Thank you all for the responses and reassurances of what I could actually put in there. A foot long fish still seems too big, but I guess they don't move around a whole lot. I think learning more about the "personality" of each of these large fish and what type of decor should be in the tank would help me decide. I've been watching videos on You-Tube. I do know that Flowerhorns can bite and bash on the glass and Oscars will rearrage anything in there with it.

I have been reading more lately that Discus arn't as difficult as what I was reading years ago, so I feel better about that. I will keep them as one of my options. My water is Lake Michigan water, so in looking that up, the PH is 7.5 and it isn't hard enough to need a home water softener. That's all I know at the moment.

I've been looking at African the past few days and have added the combo of Blue Dolphin- c. Moorii and yellow labs as an option.


----------



## Dutch Dude (Sep 14, 2006)

Pugmug,....I still didn't talked you over to Discus? :wink: Hmm,....well then I give up :lol: I'm not knowledge enough on Oscars, Midas, Flowerhorns and Texas so I can't help you with that. I do want to point you towards an other interesting group that might be interesting,...Geophagus and especially the small once like Orangehead and Pindare. You tank will be large enough for a group of 5.


----------



## Toby_H (Apr 15, 2005)

As the old adage goes... stable parameters are more important than specific parameters...

For that very reason I don't like to do anything to condition my local water besides add dechlorinator. This has worked great for me as my local water is excellent for my preferred Cichlids (SA/CA). Since you have interests in fish that prefer soft, moderate as well as hard water, finding out your local parameters may help you choose which way to go...

I do think Discus would be a great choice, but having to treat the water with peat for a couple days... then filter it with carbon (to remove tea color)... may be a little too much. Especially if you are going to do an increased water change schedule for them...

Chances are you wouldn't have to do all of that to keep Discus... but until we know your local parameters we won't know for sure...

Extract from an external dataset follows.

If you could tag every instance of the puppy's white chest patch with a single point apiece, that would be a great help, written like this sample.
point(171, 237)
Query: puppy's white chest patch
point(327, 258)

To get a general idea I would pour tap water in a clean glass... let it sit 24 hours... then stick a test strip in it. The strips are not as accurate as the drop kits but they are fine for getting a general idea of conditions or for verifying consistency.


----------



## Dutch Dude (Sep 14, 2006)

> I do think Discus would be a great choice, but having to treat the water with peat for a couple days... then filter it with carbon (to remove tea color)... may be a little too much. Especially if you are going to do an increased water change schedule for them...


 Domesticated discus be just fine on PH=7.5,.....for youngsters it is even beneficial! I agrea that stability is of more importance. So if the water isn't to hard and your PH is around 7.5 you will be fine.


----------



## pugmug (Nov 15, 2008)

Thanks for the advice. I just spent hours reading every post on Severums. I think one or 2 of these would be perfect for the main fish in a 90 with lots of possibilities for tankmates. Plus, I think this is the only option that allows me to take down my 38 and use those fish and filters to cycle the tank before adding the Sevs. (9 tiger barbs, 2 pictus, 2 cories and a rapheal cat).

Severums seem to be sort of like Discus, but a bit easier and less expensive. Maybe I will try Discus in another tank after I get some experience with the sevs.

1 question, is black sand and background ok with gold Sevs or are they like Discus and show brighter with light surroundings? I am very partial to the black look.

Thanks all.


----------



## HONDO (May 4, 2008)

sevs arent called "poor mans discus" for nothin, haha. sevs are a good choice in my opinion, but if you really want discus i would go for it. the advice you have gotten will give you a great start and if thats what you want, i say go for it. otherwise, i love severums. you may want to be careful with tiger barbs with severums. severums develop nice long fins and mine HATES when fish nip at him. if you get a male sev, those fins can get real long. just an fyi.

Good luck!!!!!


----------



## jcushing (Apr 6, 2008)

uarus are another "poor mans discus" fwiw

the only problem with sevs is that you certainly couldnt do anymore than 1 pair in a 90 where with discus or even uarus you could have alot more of them. they have the potential to get pretty big and are more "cichlid like" in aggresion. if thats ok with you then sev's are a great choice.....


----------



## HONDO (May 4, 2008)

i definetely agree with a max of 2. even with two, there is no guarantee they will get along. i had two in my 75 that did not get along and i had to give one away.

if you go with sevs, i would reccomend getting 6 or 8 as babys and hopefully getting a pair to keep. you wont be able to keep any cichlid tankmates (imo) but at least the centerpiece will be in place.


----------



## Toby_H (Apr 15, 2005)

A pair of Sevs probably won't allow tanmkmates in a 90 gal... but two females probably would...


----------